Our preliminary trial in 21 cases yielded satisfactory outcomes, with an average patient satisfaction score of 4.3 and a mean ectropion resolution time of 9.3 weeks, considerably faster than the typical 3–6 months reported by previous experience [
13]. These improvements are likely due to the enhanced collagen synthesis and anti-inflammatory effects of PDRN, as well as the tissue repair and angiogenic properties of PRP. Outpatient follow-ups were performed at 2- to 4-week intervals, and the time point for complete improvement was recorded; thus, the actual improvement period may be even faster than the average by 1–2 weeks. Moreover, patients reported significant symptomatic relief after even a single injection.
Among the 15 primary surgery cases, 10 responded well to a single injection. In contrast, all six patients with a history of multiple operations required two or more injections. In secondary surgery cases, the naturally more severe contraction and scarring necessitated additional injections, resulting in a slightly delayed resolution of ectropion compared to primary cases.
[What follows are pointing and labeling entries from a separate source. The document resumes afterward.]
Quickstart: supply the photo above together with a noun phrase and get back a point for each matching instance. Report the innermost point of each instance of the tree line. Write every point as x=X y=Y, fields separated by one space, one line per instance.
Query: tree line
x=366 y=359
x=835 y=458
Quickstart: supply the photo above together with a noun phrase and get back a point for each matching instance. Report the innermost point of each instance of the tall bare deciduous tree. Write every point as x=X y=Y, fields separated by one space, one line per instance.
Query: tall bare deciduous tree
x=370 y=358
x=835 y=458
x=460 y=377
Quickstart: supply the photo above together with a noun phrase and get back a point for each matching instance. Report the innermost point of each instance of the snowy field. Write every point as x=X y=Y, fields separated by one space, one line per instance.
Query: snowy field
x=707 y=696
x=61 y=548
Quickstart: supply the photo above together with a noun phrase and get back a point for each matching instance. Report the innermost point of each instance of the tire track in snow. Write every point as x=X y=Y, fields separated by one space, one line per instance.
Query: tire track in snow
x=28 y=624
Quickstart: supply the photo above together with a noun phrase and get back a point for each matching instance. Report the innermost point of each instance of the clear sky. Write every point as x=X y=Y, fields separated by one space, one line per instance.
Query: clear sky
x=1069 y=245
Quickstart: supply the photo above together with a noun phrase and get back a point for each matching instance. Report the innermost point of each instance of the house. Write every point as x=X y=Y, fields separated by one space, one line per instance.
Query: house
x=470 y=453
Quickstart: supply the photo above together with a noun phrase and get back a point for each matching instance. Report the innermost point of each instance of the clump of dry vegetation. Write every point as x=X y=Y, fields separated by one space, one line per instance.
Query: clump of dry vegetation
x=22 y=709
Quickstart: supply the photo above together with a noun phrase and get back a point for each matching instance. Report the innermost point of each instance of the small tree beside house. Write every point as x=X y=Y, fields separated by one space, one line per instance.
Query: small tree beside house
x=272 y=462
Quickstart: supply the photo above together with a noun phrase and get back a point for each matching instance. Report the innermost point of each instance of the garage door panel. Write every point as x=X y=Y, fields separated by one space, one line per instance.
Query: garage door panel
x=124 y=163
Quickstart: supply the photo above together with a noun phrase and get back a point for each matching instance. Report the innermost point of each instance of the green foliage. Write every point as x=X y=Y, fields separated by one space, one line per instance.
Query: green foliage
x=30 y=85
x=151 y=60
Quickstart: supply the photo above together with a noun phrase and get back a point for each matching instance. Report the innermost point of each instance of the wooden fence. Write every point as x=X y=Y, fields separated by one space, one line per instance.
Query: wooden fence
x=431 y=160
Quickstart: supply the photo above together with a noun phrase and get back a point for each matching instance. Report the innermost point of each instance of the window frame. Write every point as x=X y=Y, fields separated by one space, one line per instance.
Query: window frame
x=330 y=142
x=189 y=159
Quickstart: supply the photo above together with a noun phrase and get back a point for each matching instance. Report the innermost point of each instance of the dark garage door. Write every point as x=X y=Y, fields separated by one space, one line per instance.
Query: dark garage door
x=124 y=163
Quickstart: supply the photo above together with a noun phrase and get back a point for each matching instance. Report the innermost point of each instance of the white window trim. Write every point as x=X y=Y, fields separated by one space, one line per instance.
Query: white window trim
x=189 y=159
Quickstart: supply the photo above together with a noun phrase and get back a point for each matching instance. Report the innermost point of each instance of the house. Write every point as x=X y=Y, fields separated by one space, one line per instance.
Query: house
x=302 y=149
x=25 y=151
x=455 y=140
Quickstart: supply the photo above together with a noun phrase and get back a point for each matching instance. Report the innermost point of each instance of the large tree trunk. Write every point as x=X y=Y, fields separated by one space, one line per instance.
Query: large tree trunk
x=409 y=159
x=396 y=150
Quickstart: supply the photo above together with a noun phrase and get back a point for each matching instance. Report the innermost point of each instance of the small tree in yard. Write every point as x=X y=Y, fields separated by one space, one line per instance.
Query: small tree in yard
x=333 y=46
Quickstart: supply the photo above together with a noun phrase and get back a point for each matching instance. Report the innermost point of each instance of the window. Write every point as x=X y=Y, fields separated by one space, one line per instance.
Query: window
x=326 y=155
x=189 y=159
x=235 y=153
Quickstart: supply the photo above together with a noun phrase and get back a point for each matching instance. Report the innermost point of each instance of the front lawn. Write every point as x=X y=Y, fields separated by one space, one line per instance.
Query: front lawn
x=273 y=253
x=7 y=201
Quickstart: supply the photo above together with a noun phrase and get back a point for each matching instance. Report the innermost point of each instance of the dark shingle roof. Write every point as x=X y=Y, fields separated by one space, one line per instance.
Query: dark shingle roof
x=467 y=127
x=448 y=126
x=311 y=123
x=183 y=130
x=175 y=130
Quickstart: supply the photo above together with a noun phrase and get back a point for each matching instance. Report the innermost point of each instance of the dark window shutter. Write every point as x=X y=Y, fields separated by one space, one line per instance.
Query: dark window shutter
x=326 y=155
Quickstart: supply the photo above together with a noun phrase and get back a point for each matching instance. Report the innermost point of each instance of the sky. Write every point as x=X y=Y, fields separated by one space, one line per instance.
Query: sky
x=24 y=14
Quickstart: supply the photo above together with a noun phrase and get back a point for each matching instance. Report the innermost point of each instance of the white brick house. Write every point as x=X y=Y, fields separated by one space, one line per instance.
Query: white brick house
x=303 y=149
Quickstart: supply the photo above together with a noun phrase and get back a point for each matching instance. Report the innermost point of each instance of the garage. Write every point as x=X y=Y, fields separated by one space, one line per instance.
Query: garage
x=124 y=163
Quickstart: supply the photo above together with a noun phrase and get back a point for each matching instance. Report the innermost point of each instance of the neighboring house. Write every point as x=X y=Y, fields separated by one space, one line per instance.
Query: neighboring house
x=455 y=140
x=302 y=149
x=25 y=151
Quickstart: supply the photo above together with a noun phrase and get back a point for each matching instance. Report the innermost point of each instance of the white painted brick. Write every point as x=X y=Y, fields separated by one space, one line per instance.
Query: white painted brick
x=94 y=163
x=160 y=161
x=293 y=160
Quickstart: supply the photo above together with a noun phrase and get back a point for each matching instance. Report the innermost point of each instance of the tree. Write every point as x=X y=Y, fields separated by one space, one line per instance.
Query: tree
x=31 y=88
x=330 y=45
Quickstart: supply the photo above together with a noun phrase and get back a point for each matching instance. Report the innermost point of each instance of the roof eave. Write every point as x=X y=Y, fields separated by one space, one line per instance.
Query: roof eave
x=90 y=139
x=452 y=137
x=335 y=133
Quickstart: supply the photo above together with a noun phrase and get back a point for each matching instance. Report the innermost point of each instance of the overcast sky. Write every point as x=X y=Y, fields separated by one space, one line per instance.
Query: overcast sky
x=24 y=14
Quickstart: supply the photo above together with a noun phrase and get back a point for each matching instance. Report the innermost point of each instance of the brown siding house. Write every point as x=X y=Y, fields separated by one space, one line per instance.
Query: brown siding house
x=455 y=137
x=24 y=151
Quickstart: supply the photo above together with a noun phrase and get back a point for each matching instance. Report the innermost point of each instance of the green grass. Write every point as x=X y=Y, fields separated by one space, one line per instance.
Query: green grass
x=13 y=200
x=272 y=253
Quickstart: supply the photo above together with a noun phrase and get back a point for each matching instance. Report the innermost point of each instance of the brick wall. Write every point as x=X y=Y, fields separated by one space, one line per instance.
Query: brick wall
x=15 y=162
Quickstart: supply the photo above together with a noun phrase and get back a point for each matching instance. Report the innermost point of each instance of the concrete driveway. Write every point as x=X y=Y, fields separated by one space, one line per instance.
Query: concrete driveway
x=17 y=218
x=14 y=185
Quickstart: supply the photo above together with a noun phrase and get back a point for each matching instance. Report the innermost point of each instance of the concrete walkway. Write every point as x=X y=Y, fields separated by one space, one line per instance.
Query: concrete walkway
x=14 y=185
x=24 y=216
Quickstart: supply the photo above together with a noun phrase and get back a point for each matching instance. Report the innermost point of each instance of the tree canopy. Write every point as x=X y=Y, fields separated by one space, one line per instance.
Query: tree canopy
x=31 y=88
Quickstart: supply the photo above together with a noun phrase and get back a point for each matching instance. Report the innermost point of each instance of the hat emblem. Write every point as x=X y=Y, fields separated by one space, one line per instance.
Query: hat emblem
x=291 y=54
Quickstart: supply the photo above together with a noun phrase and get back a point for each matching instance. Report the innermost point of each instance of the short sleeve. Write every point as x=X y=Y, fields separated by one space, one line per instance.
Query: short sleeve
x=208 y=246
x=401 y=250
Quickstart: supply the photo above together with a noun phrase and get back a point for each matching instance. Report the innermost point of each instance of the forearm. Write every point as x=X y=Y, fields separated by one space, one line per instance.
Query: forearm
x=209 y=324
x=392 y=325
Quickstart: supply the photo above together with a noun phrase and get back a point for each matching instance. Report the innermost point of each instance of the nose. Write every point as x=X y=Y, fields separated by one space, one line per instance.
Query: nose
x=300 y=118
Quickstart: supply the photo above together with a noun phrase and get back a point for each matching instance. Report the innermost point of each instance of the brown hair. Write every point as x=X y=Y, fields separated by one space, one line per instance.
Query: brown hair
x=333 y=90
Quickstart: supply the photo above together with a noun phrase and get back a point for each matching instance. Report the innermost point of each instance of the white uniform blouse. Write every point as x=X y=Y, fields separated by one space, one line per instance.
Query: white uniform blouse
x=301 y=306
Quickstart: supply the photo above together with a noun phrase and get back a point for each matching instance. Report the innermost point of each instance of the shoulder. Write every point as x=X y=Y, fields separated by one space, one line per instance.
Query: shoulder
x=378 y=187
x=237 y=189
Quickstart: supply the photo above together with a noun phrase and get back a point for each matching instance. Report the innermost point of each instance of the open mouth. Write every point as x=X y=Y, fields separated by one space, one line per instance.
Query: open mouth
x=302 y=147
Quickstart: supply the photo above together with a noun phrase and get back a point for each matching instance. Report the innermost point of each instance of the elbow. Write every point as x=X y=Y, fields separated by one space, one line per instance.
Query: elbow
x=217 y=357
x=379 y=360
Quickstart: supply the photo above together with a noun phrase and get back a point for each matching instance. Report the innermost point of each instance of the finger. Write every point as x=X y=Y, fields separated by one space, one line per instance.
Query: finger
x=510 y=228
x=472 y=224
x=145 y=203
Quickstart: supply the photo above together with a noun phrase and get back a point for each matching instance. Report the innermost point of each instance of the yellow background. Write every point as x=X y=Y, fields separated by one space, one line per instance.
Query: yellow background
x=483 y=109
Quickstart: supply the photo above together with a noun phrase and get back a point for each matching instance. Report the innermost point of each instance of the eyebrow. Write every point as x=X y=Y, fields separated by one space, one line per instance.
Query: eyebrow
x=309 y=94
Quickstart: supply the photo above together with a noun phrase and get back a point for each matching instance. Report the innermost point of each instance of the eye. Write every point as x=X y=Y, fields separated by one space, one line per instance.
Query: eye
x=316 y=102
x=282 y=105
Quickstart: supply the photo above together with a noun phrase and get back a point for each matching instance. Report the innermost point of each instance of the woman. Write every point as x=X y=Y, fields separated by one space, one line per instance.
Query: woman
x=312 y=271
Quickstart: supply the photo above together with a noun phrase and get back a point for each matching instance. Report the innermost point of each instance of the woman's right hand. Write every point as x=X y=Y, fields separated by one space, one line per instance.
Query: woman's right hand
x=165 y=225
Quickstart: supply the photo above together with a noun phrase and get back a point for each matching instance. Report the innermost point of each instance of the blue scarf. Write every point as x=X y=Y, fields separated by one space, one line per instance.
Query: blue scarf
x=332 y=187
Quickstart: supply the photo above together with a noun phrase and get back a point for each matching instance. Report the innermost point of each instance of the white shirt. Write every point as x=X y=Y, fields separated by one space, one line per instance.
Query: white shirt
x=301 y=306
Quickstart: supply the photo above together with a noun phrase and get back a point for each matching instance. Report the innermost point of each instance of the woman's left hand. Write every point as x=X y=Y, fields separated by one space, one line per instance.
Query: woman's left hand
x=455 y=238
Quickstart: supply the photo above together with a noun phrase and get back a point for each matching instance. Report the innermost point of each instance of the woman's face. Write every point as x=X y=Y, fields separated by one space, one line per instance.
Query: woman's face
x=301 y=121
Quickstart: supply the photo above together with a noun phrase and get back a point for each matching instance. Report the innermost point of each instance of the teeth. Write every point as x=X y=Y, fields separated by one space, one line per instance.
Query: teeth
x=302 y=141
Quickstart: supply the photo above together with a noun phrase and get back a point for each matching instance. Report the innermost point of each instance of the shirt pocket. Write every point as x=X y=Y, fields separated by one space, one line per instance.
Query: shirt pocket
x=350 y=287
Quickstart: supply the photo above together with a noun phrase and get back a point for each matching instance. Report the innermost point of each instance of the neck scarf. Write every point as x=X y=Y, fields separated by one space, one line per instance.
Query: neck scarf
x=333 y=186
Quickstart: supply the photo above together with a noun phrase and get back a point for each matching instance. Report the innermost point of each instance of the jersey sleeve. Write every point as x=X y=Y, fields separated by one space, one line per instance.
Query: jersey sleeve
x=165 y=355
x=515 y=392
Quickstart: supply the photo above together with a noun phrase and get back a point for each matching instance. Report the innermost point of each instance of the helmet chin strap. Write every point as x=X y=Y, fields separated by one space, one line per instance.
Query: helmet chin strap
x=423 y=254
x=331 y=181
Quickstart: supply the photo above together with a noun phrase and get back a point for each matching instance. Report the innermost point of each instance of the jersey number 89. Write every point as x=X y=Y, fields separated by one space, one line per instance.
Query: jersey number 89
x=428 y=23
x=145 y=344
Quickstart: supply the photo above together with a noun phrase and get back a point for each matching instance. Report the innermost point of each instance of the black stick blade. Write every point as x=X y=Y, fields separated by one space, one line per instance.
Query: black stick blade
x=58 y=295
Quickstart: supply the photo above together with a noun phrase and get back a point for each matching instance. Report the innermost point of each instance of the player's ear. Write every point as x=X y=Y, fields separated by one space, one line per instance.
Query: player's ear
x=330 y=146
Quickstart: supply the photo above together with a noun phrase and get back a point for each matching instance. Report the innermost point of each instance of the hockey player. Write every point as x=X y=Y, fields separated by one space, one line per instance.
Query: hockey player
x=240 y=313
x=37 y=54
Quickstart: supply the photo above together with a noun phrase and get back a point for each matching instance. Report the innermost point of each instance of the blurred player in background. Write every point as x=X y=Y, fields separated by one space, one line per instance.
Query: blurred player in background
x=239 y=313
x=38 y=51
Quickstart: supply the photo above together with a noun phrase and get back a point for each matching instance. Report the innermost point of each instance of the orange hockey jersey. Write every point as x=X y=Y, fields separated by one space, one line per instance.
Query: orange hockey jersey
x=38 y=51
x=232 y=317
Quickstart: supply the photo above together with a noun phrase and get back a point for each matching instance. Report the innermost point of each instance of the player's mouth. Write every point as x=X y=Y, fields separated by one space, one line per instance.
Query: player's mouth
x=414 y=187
Despite these positive outcomes, certain factors may cause inconvenience or reluctance for patients, including the need for blood withdrawal and centrifugation for PRP preparation, additional costs associated with PDRN injections, and frequent outpatient follow-ups. Moreover, the retrospective design and small sample size of this study may introduce selection bias. The absence of a control group without injection therapy limits the ability to quantitatively compare improvements in ectropion. Although our results suggest that patients undergoing primary surgery respond more favorably to injection therapy than those with multiple lower blepharoplasties, the existence of a dose-response relationship remains uncertain. We ceased injection therapy once both subjective symptoms and objective signs of ectropion had resolved, and long-term outcomes did not substantially differ based on the number of injections. However, patients who required multiple injections experienced a longer overall recovery due to additional follow-up intervals. It is also challenging to determine whether the observed effects are attributable solely to PDRN or PRP. Nonetheless, this study is the first to combine PDRN and PRP for treating temporary ectropion after lower blepharoplasty, and our results may help shorten the period of postoperative discomfort. Given the benefits of these modalities in correcting post-blepharoplasty ectropion, these therapies might also play a role in its prevention. Further studies exploring their preventive effects could provide valuable insights for surgeons. We plan to continue refining complication rates through additional comparative studies, including investigations into the effects of PDRN or PRP when used individually.